Release of Law and Contemporary Problems: “Sequestered Science”

A great collection of articles on some of the problems created by secrecy in the civil justice system:

Scholars Promote “Sarbanes-Oxley for Science” and Other Solutions to Sequestered Science October 10, 2006 - “Sequestered science” is scientific knowledge concealed from the public. Since science is built on the sharing of information, decisions to sequester data can hinder advancement in research and place public health in jeopardy. Legitimate claims to secrecy — to preserve national security, investment value, or individual confidentiality — must be weighed against their costs. Sequestered Science: The Consequences of Undisclosed Knowledge, the latest issue of the Duke University School of Law’s journal Law and Contemporary Problems, features several articles that discuss the tradeoffs involved in decisions to sequester science.

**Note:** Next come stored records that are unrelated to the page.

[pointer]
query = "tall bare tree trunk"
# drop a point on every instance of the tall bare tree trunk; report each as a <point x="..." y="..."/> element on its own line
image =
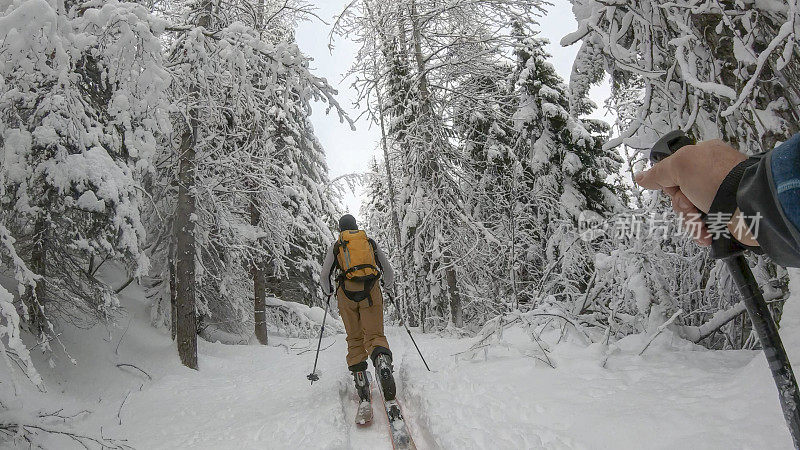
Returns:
<point x="36" y="297"/>
<point x="173" y="293"/>
<point x="456" y="312"/>
<point x="186" y="319"/>
<point x="259" y="285"/>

Authors propose solutions to help balance the costs and benefits of such secrecy; these include altering courts’ settlement practices and treatment of confidentiality agreements, creating clinical trial registries, and adopting legislation modeled on the Sarbanes-Oxley Act to improve accountability in producing and submitting scientific data used in public health and environmental protection programs.

“The processes used to maintain secrecy are easily abused, and the institutional tools and imperatives that hide data are stronger than those that promote data sharing,” writes SKAPP Director David Michaels, PhD in the issue’s foreword.

Michaels cites tobacco and asbestos as “the best known and most tragic examples of data sequestration contributing to public health disasters” and adds Merck’s slanted interpretation of Vioxx clinical trial data to the list of cases in which a lack of transparency had widespread fatal consequences.

Michaels’s proposal, for a “Sarbanes-Oxley for Science,” involves mechanisms to ensure that scientific information provided to the public and regulatory agencies is accurate and complete, much as the Sarbanes-Oxley Act passed in the wake of the Enron and WorldCom accounting scandals attempts to ensure the accuracy of financial information. Scientists who reveal information improperly hidden from regulators would also receive whistleblower protections.

Other proposed solutions from this issue include the following:

• In “Transparency in Public Science: Purposes, Reasons, Limits,” Sheila Jasanoff, PhD, JD (Harvard University) describes some of the ways that court procedures often impede the free flow of knowledge. She recommends establishing a “register of studies, made suitably anonymous, conducted pursuant to products liability or environmental damage lawsuits.”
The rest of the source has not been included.